И Лене самой досталось порядком. Несколько дней подряд она помогала расчищать площадки от горелых ящиков и зерна.

К тем сведениям, которые приносила Лена, Надя добавляла свои. Ей пришлось делать то, чем должна была заниматься Валя. Ей удалось узнать, что в район товарной станции прибыла германская моторизованная дивизия почти с тысячью автомашин и шестью платформами с артиллерией.

Теперь Надя передавала радиограммы дважды в день.

Однажды Лена, дежурившая у окна, чтобы предупредить об опасности, заметила пеленгатор, который показался из-за дальнего угла. Надя тут же на полуслове оборвала передачу. Машина медленно проехала под их окнами и удалилась.

Потом, уже после войны девушек часто спрашивали, как же это они могли так часто выходить в эфир, а гитлеровцы не запеленговали их рации. У этой загадки есть ответ. Дело, конечно, не в «везении». Через Одессу непрерывно передвигались новые части со своими штабами и рациями. Служба радиоразведки не успевала привыкнуть к позывным и тональности одних раций, как они исчезали и место их занимали другие. Рация девушек как бы тонула в яростном перестуке морзянки.

Глава шестая

МУЖСКОЙ КОСТЮМ

Почти каждый день в «Зеетранспортштелле» — чрезвычайное происшествие. То чья-то невидимая рука сотрет с поданной к причалу баржи надпись «хлеб» и напишет «горох», а потом, когда ее загрузят горохом, окажется, что гороха мало, баржа на четверть не загружена, а догружать ее зерном невозможно — оно смешается с горохом. Отправлять же незагруженную баржу нельзя, и сам черт не решит, что теперь с ней делать. То каким-то странным образом из полной цистерны на землю выльется керосин, то на складах возникнут пожары, и самое удивительное в том, что пламя охватывает их именно тогда, когда на постах стоят немецкие часовые, а все двери тщательно заперты и опломбированы.

Попеску усилил охрану. Гестапо арестовало нескольких рабочих и инженеров, чехи и поляки были взяты под особый контроль, но количество диверсий не уменьшалось.

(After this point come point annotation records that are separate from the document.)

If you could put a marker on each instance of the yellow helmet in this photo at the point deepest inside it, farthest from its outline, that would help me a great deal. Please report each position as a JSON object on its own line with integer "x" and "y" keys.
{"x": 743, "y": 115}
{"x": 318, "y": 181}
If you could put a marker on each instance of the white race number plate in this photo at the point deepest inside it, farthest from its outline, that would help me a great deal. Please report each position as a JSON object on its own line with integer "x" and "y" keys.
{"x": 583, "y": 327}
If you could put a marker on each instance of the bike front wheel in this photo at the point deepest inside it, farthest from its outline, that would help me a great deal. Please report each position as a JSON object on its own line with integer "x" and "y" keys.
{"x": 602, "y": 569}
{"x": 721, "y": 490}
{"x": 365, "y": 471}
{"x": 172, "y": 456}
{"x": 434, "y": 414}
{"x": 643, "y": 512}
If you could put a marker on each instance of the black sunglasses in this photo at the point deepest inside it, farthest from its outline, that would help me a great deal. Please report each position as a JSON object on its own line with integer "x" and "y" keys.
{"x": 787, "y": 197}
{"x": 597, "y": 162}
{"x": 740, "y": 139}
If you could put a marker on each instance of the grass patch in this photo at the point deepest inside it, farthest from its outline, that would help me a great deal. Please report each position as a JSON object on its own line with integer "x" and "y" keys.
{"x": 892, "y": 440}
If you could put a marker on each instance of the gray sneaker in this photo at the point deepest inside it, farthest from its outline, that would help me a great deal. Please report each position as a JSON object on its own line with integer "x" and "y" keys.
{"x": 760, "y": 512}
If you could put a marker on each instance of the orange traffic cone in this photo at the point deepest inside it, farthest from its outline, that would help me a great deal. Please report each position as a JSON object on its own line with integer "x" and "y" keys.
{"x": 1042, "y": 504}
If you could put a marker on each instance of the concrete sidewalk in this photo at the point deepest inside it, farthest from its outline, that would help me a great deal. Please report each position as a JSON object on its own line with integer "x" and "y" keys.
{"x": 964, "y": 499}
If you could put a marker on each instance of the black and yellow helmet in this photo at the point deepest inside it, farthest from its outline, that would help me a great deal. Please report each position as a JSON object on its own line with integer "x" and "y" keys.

Лена всматривалась в лица встречавшихся ей в порту людей. Как бы хорошо напасть на след подпольной организации, которая, по ее предположению, действовала в порту! Однако, как Лена ни старалась, ей это не удавалось. И она мучилась оттого, что рядом с ней происходят большие дела, а она бродит как слепая и не может найти тех, которые могли бы стать настоящими друзьями и соучастниками в работе.

Однажды она задала себе вопрос: кто же в порту имеет наиболее свободный доступ к кораблям, складам и грузам? И сама ответила: конечно же, грузчики! Так не следует ли среди них поискать тех, кто ей нужен?..

И она стала знакомиться с грузчиками, выбирая среди них, как ей казалось, наиболее мужественных парней. Ей не очень везло. За ней пытались ухаживать, но, как только она заводила серьезные разговоры, парни быстро исчезали с ее горизонта.

Встречи требовали времени и частых отлучек из дома. Сначала Надя относилась к этому с полным пониманием. Однако то, что несколько недель прошло, а к их группе не прибавился ни один человек, стало ее настораживать.

И однажды вечером Надя не сдержалась.

— Ты ведешь себя безобразно! — кричала она. — Целыми вечерами где-то ходишь, а я как проклятая сижу дома, рацию караулю!..

— Ну, и ты ходи!

— Куда ходить? Мы что, гулять сюда приехали?..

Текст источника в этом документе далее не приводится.